The latest “surprise” in the world of Obamacare is that people do not always behave logically.
That should be obvious. But apparently it is not to experts and political leaders who have championed the expansion of Medicaid to cover adults with earnings less than 133 percent of the federal poverty line.
Turns out the promise that it would save money because those people would stop using emergency rooms in favor of doctors’ offices is, like so much in the new law, illusory. Those people don’t use the ER less, they use it more.
The Medicaid expansion was supposed to be mandatory under the new health care law, until the courts rejected it, leaving the decision up to the states. Since then 25 states and the District of Columbia have signed on, with Indiana and Pennsylvania planning to do so, seduced in part by a promise that the feds will pay for the first three years of it, and 90 percent from then on.
But the other sales pitch has been that if poor people are covered by Medicaid, they will no longer get most of their care at emergency rooms, where it is more expensive and where they are likely to have more severe problems that might have been addressed more easily and inexpensively if they had insurance coverage.
Health and Human Services Secretary Kathleen Sebelius used that line during the debate over Obamacare in 2009.

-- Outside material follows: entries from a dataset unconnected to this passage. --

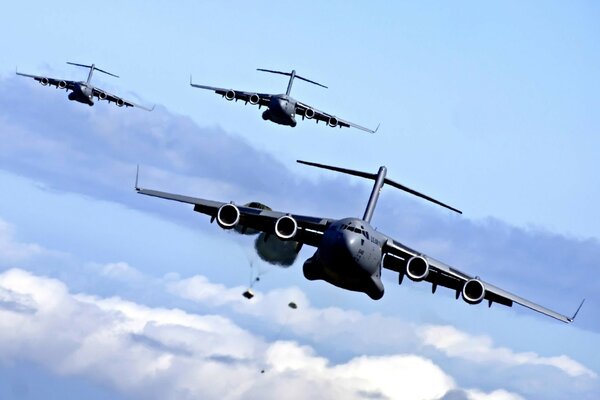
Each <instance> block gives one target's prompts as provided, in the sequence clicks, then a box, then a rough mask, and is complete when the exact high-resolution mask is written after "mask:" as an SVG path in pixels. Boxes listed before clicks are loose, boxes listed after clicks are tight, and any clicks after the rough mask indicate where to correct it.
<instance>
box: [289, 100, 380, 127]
mask: <svg viewBox="0 0 600 400" xmlns="http://www.w3.org/2000/svg"><path fill="white" fill-rule="evenodd" d="M296 115H299V116H301V117H302V119H304V118H307V119H314V120H315V121H316V122H317V123H318V122H319V121H323V122H325V123H326V124H327V125H329V126H331V127H336V126H339V127H340V128H342V127H344V128H349V127H353V128H357V129H360V130H362V131H365V132H369V133H375V132H377V130H378V129H379V126H377V128H376V129H375V130H372V129H369V128H365V127H364V126H360V125H357V124H354V123H352V122H350V121H346V120H343V119H341V118H338V117H336V116H334V115H331V114H328V113H326V112H323V111H320V110H317V109H316V108H313V107H311V106H309V105H307V104H304V103H301V102H297V103H296Z"/></svg>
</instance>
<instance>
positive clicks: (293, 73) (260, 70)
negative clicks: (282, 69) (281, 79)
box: [256, 68, 327, 96]
mask: <svg viewBox="0 0 600 400" xmlns="http://www.w3.org/2000/svg"><path fill="white" fill-rule="evenodd" d="M256 70H257V71H263V72H270V73H272V74H280V75H285V76H289V77H290V81H289V82H288V88H287V90H286V92H285V94H287V95H288V96H289V94H290V92H291V91H292V84H293V83H294V78H298V79H301V80H303V81H305V82H309V83H312V84H313V85H317V86H321V87H324V88H325V89H327V86H325V85H321V84H320V83H318V82H315V81H311V80H310V79H306V78H303V77H301V76H300V75H296V70H292V72H282V71H274V70H272V69H263V68H257V69H256Z"/></svg>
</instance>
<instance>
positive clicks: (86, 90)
mask: <svg viewBox="0 0 600 400" xmlns="http://www.w3.org/2000/svg"><path fill="white" fill-rule="evenodd" d="M67 64H70V65H75V66H78V67H84V68H89V70H90V72H89V74H88V78H87V80H86V81H85V82H84V81H79V82H77V81H68V80H62V79H55V78H48V77H45V76H39V75H30V74H23V73H21V72H19V71H16V74H17V75H21V76H26V77H29V78H33V79H35V80H36V81H38V82H39V83H41V84H42V85H43V86H48V85H51V86H56V88H57V89H65V90H66V91H67V92H68V91H69V90H71V91H72V93H69V100H72V101H77V102H79V103H83V104H87V105H89V106H90V107H91V106H93V105H94V100H93V98H94V97H97V98H98V100H106V101H108V102H109V103H115V104H116V105H117V106H119V107H123V106H126V107H139V108H141V109H143V110H146V111H152V110H154V106H152V108H146V107H143V106H140V105H139V104H135V103H134V102H132V101H129V100H125V99H123V98H121V97H119V96H115V95H114V94H111V93H109V92H107V91H105V90H102V89H100V88H97V87H95V86H93V85H92V84H91V83H90V81H91V80H92V75H93V74H94V71H99V72H102V73H105V74H107V75H110V76H114V77H115V78H118V76H117V75H114V74H111V73H110V72H107V71H104V70H102V69H100V68H98V67H96V65H94V64H92V65H84V64H77V63H73V62H67Z"/></svg>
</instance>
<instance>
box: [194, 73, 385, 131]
mask: <svg viewBox="0 0 600 400" xmlns="http://www.w3.org/2000/svg"><path fill="white" fill-rule="evenodd" d="M257 71H264V72H270V73H273V74H281V75H286V76H289V77H290V80H289V82H288V87H287V90H286V92H285V94H267V93H257V92H244V91H241V90H233V89H225V88H218V87H214V86H206V85H197V84H195V83H192V78H191V77H190V85H191V86H193V87H195V88H200V89H207V90H213V91H214V92H215V93H217V94H220V95H221V96H223V97H224V98H225V99H227V100H230V101H231V100H235V101H238V100H242V101H243V102H245V104H248V103H250V104H253V105H258V108H261V107H262V106H265V107H267V110H265V111H264V112H263V115H262V117H263V119H264V120H265V121H272V122H275V123H276V124H280V125H287V126H291V127H292V128H293V127H295V126H296V124H297V122H296V116H298V115H299V116H301V117H302V119H304V118H306V119H314V120H315V121H316V122H317V123H319V121H323V122H325V123H326V124H327V125H329V126H331V127H332V128H333V127H336V126H339V127H340V128H342V127H346V128H348V127H351V126H352V127H354V128H358V129H361V130H363V131H366V132H370V133H375V132H376V131H377V129H379V127H377V129H375V130H372V129H369V128H365V127H363V126H360V125H357V124H354V123H352V122H349V121H345V120H343V119H341V118H338V117H336V116H334V115H331V114H329V113H326V112H323V111H319V110H317V109H316V108H314V107H311V106H309V105H308V104H304V103H302V102H299V101H298V100H296V99H294V98H293V97H291V96H290V92H291V91H292V84H293V83H294V79H296V78H297V79H301V80H303V81H305V82H310V83H312V84H315V85H317V86H321V87H324V88H327V86H324V85H321V84H320V83H317V82H314V81H311V80H310V79H306V78H303V77H301V76H300V75H296V71H294V70H293V71H292V72H281V71H273V70H270V69H262V68H258V69H257Z"/></svg>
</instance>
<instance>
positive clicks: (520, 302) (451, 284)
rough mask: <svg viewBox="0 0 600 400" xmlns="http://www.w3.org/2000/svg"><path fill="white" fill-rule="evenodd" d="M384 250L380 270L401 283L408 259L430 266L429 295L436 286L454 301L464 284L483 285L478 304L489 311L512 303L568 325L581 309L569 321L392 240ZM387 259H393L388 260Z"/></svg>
mask: <svg viewBox="0 0 600 400" xmlns="http://www.w3.org/2000/svg"><path fill="white" fill-rule="evenodd" d="M383 250H384V252H385V253H386V256H385V258H386V260H384V263H383V267H384V268H388V269H391V270H394V271H397V272H399V273H400V281H401V280H402V278H403V276H404V275H405V274H406V268H407V262H408V260H409V259H411V258H413V257H421V258H423V259H424V260H425V261H427V264H428V265H429V273H428V274H426V277H424V278H423V280H426V281H428V282H431V284H432V285H433V287H432V291H434V292H435V288H436V287H437V286H438V285H439V286H444V287H447V288H450V289H453V290H455V291H456V298H458V297H459V296H460V294H461V292H462V293H463V298H464V289H465V284H466V283H467V282H472V284H474V285H477V284H478V283H481V285H483V286H482V287H483V289H484V292H483V296H482V298H481V299H479V301H477V303H478V302H480V301H482V300H483V299H485V300H487V301H488V305H489V306H490V307H491V305H492V303H498V304H503V305H505V306H508V307H512V305H513V303H517V304H520V305H522V306H524V307H527V308H529V309H532V310H534V311H537V312H539V313H542V314H544V315H547V316H549V317H552V318H556V319H558V320H559V321H562V322H567V323H568V322H573V320H574V319H575V317H576V316H577V313H578V312H579V310H580V309H581V306H582V305H583V301H582V302H581V304H580V305H579V308H577V311H575V314H573V316H572V317H568V316H565V315H562V314H560V313H557V312H556V311H553V310H550V309H548V308H546V307H543V306H541V305H539V304H536V303H533V302H531V301H529V300H526V299H524V298H522V297H519V296H517V295H514V294H512V293H510V292H507V291H505V290H503V289H500V288H499V287H496V286H494V285H492V284H489V283H487V282H484V281H482V280H480V279H479V277H474V276H471V275H469V274H466V273H464V272H461V271H459V270H457V269H455V268H453V267H451V266H449V265H447V264H444V263H443V262H441V261H438V260H435V259H433V258H431V257H429V256H427V255H425V254H422V253H419V252H418V251H415V250H413V249H411V248H409V247H407V246H405V245H403V244H401V243H399V242H396V241H394V240H392V239H391V238H388V240H387V241H386V243H385V245H384V248H383ZM388 257H393V258H392V259H389V260H388ZM475 281H477V282H475Z"/></svg>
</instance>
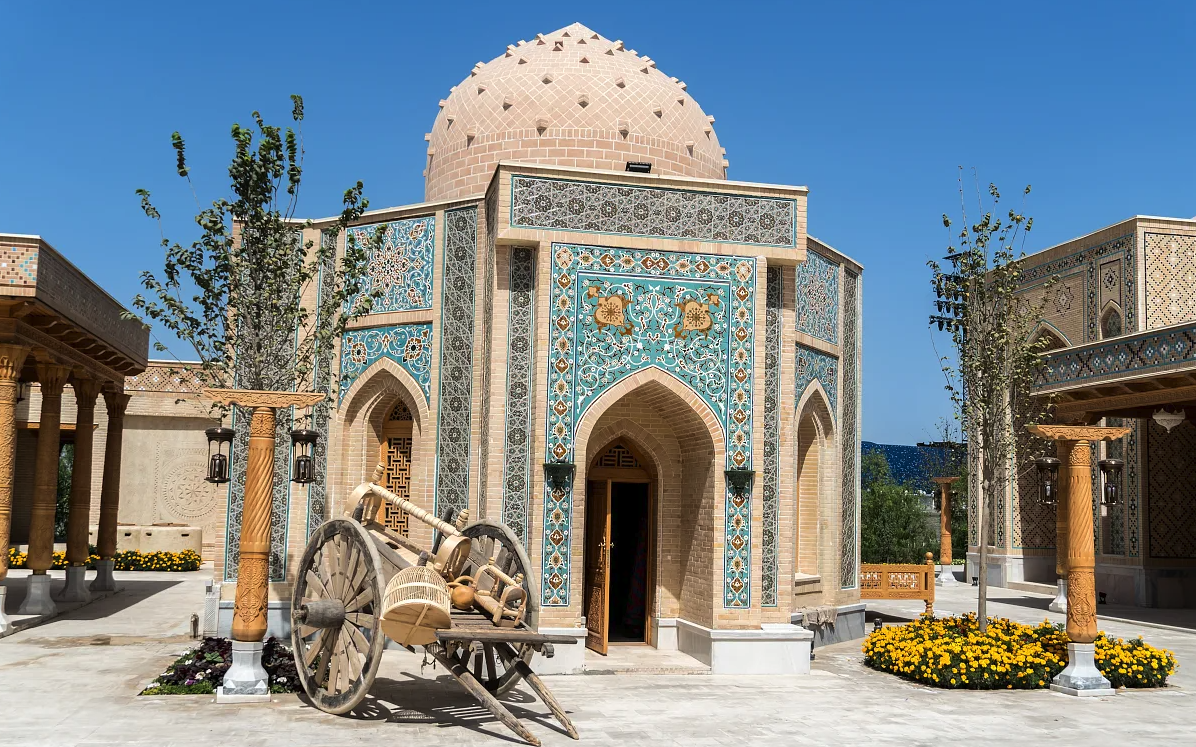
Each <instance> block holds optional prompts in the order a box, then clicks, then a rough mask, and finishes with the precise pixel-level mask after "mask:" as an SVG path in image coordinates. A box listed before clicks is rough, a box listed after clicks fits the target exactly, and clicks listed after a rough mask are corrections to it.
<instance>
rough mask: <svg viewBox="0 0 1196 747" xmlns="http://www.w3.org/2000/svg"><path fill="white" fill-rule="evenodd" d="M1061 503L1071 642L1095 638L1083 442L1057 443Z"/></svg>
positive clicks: (1067, 628)
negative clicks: (1064, 529) (1064, 531)
mask: <svg viewBox="0 0 1196 747" xmlns="http://www.w3.org/2000/svg"><path fill="white" fill-rule="evenodd" d="M1057 448H1058V460H1060V461H1061V463H1062V464H1061V465H1060V483H1061V485H1062V488H1063V490H1062V500H1061V501H1060V504H1061V506H1062V504H1064V503H1066V504H1067V545H1066V550H1064V551H1063V552H1058V551H1056V553H1057V556H1058V557H1066V558H1067V559H1066V561H1064V568H1063V570H1064V573H1066V574H1067V637H1068V638H1069V639H1072V641H1073V642H1074V643H1092V642H1093V641H1096V639H1097V586H1096V568H1097V559H1096V556H1094V555H1093V550H1092V541H1093V540H1092V445H1091V443H1090V442H1088V441H1086V440H1082V439H1081V440H1076V441H1060V442H1058V446H1057Z"/></svg>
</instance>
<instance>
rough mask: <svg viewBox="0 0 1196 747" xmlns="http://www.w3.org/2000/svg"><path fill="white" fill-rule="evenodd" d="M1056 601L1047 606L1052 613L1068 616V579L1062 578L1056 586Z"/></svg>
mask: <svg viewBox="0 0 1196 747" xmlns="http://www.w3.org/2000/svg"><path fill="white" fill-rule="evenodd" d="M1055 589H1056V590H1055V599H1052V600H1050V605H1048V606H1047V608H1048V610H1050V611H1051V612H1058V613H1061V614H1067V578H1060V580H1058V581H1057V582H1056V584H1055Z"/></svg>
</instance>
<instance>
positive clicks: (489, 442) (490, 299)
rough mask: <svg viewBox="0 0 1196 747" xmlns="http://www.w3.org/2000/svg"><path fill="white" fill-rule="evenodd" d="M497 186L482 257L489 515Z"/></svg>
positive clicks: (493, 196) (485, 454)
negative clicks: (490, 394)
mask: <svg viewBox="0 0 1196 747" xmlns="http://www.w3.org/2000/svg"><path fill="white" fill-rule="evenodd" d="M498 194H499V192H498V190H493V189H492V190H490V194H489V196H488V197H487V201H486V257H484V258H483V265H482V267H483V277H482V308H483V310H486V312H484V314H483V322H482V422H481V433H480V434H478V449H480V451H481V457H480V459H478V471H477V474H478V478H477V518H478V519H486V512H487V503H488V501H487V496H488V495H489V488H488V485H487V483H488V480H487V479H486V476H487V474H489V471H488V470H487V466H488V465H489V461H490V372H492V371H493V369H494V361H493V360H492V357H490V351H492V349H493V345H494V274H495V268H494V263H495V256H494V246H495V243H496V240H498V227H499V222H498V218H496V215H494V212H495V210H496V209H498Z"/></svg>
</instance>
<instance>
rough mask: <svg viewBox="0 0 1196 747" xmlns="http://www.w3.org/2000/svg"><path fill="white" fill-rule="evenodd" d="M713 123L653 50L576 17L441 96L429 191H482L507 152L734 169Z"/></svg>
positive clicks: (572, 157)
mask: <svg viewBox="0 0 1196 747" xmlns="http://www.w3.org/2000/svg"><path fill="white" fill-rule="evenodd" d="M713 123H714V117H709V116H707V115H706V114H704V112H703V111H702V108H701V106H698V105H697V102H695V100H694V99H692V98H691V97H690V96H689V93H687V92H685V84H684V82H682V81H679V80H677V79H676V78H670V76H667V75H665V74H664V73H661V72H660V71H658V69H657V63H655V62H654V61H653V60H652V59H651V57H646V56H641V55H639V54H636V51H635V50H634V49H624V48H623V43H622V42H618V41H615V42H611V41H609V39H606V38H604V37H602V36H600V35H598V33H594V32H593V31H591V30H590V29H587V27H585V26H582V25H581V24H572V25H569V26H566V27H563V29H561V30H559V31H554V32H553V33H538V35H536V38H535V39H532V41H531V42H523V41H520V42H519V43H518V44H512V45H509V47H507V50H506V53H504V54H502V55H501V56H499V57H495V59H494V60H490V61H489V62H478V63H477V65H476V66H474V69H472V72H470V74H469V78H466V79H465V80H463V81H462V82H460V84H459V85H457V86H456V87H453V88H452V91H451V92H450V94H449V98H446V99H444V100H441V102H440V112H439V114H438V115H437V121H435V123H434V124H433V125H432V131H431V133H429V134H427V135H425V140H427V141H428V161H427V164H428V165H427V169H426V170H425V172H423V176H425V178H426V182H425V197H426V198H427V200H428V201H433V200H449V198H454V197H465V196H470V195H478V194H481V192H483V191H484V190H486V186H487V184H488V183H489V180H490V176H492V174H493V173H494V166H495V164H498V163H499V161H502V160H519V161H530V163H536V164H548V165H554V166H578V167H584V169H609V170H615V171H622V170H623V169H624V167H626V164H627V161H649V163H651V164H652V173H664V174H675V176H687V177H700V178H704V179H725V178H726V169H727V161H726V159H725V153H726V151H725V149H724V148H722V147H720V146H719V137H718V135H715V134H714V127H713Z"/></svg>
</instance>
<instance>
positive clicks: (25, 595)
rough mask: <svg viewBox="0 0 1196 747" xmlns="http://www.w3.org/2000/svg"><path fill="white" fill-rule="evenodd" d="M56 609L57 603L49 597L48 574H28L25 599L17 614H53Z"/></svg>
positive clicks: (49, 577) (49, 595) (49, 596)
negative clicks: (28, 582) (28, 585)
mask: <svg viewBox="0 0 1196 747" xmlns="http://www.w3.org/2000/svg"><path fill="white" fill-rule="evenodd" d="M57 611H59V607H57V605H55V604H54V600H53V599H51V598H50V576H49V574H30V576H29V587H28V588H26V592H25V601H24V602H22V605H20V610H18V611H17V614H54V613H55V612H57Z"/></svg>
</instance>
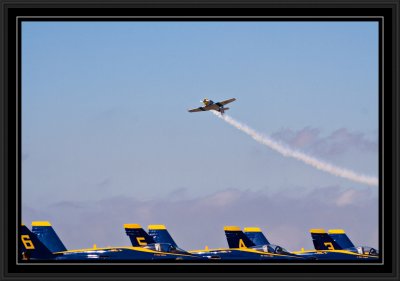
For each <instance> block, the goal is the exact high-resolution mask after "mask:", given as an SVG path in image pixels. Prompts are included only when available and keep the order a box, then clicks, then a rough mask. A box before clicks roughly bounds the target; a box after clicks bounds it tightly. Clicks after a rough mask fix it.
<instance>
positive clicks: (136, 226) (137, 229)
mask: <svg viewBox="0 0 400 281" xmlns="http://www.w3.org/2000/svg"><path fill="white" fill-rule="evenodd" d="M124 228H125V232H126V235H128V236H129V239H130V240H131V243H132V246H133V247H142V246H146V245H148V244H153V243H155V242H154V239H153V238H152V237H151V236H150V235H148V234H147V232H146V231H144V229H143V228H142V227H141V226H140V224H124Z"/></svg>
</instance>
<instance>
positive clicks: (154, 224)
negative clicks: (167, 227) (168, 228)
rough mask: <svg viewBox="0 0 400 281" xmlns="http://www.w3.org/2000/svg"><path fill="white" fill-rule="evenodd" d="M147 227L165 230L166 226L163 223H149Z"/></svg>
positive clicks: (152, 228)
mask: <svg viewBox="0 0 400 281" xmlns="http://www.w3.org/2000/svg"><path fill="white" fill-rule="evenodd" d="M148 228H149V229H152V230H166V229H167V228H166V227H165V225H163V224H150V225H149V226H148Z"/></svg>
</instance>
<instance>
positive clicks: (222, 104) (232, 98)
mask: <svg viewBox="0 0 400 281" xmlns="http://www.w3.org/2000/svg"><path fill="white" fill-rule="evenodd" d="M235 100H236V99H235V98H232V99H229V100H224V101H220V102H213V101H212V100H210V99H207V98H205V99H203V100H202V101H200V102H202V103H203V104H204V106H201V107H198V108H194V109H189V110H188V111H189V112H199V111H208V110H215V111H218V112H220V113H221V114H224V112H225V111H226V110H228V109H229V107H224V105H226V104H228V103H231V102H233V101H235Z"/></svg>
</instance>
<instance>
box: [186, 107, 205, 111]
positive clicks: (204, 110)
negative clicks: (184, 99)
mask: <svg viewBox="0 0 400 281" xmlns="http://www.w3.org/2000/svg"><path fill="white" fill-rule="evenodd" d="M188 111H189V112H199V111H206V110H205V109H204V107H198V108H194V109H189V110H188Z"/></svg>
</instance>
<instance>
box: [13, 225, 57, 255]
mask: <svg viewBox="0 0 400 281" xmlns="http://www.w3.org/2000/svg"><path fill="white" fill-rule="evenodd" d="M19 235H20V240H19V249H18V252H19V254H20V257H21V259H22V260H30V259H42V260H48V259H52V258H53V257H54V255H53V254H52V252H50V250H49V249H48V248H47V247H46V246H45V245H44V244H43V243H42V242H40V240H39V239H38V238H37V236H36V235H35V234H34V233H32V232H31V231H30V230H29V229H28V228H27V227H26V226H25V225H21V227H20V233H19Z"/></svg>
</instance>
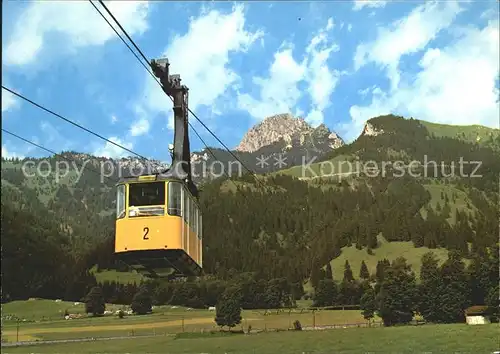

“Our health care system has forced too many uninsured Americans to depend on the emergency room for the care they need,” she said in a statement. “We cannot wait for reform that gives all Americans the high-quality, affordable care they need and helps prevent illnesses from turning into emergencies.”
Michigan’s Republican Gov. Rick Snyder is among those who swallowed that story. In a “fact” sheet, he claimed that, “by expanding Medicaid, those without insurance will have access to primary care, lowering costs and improving overall health.”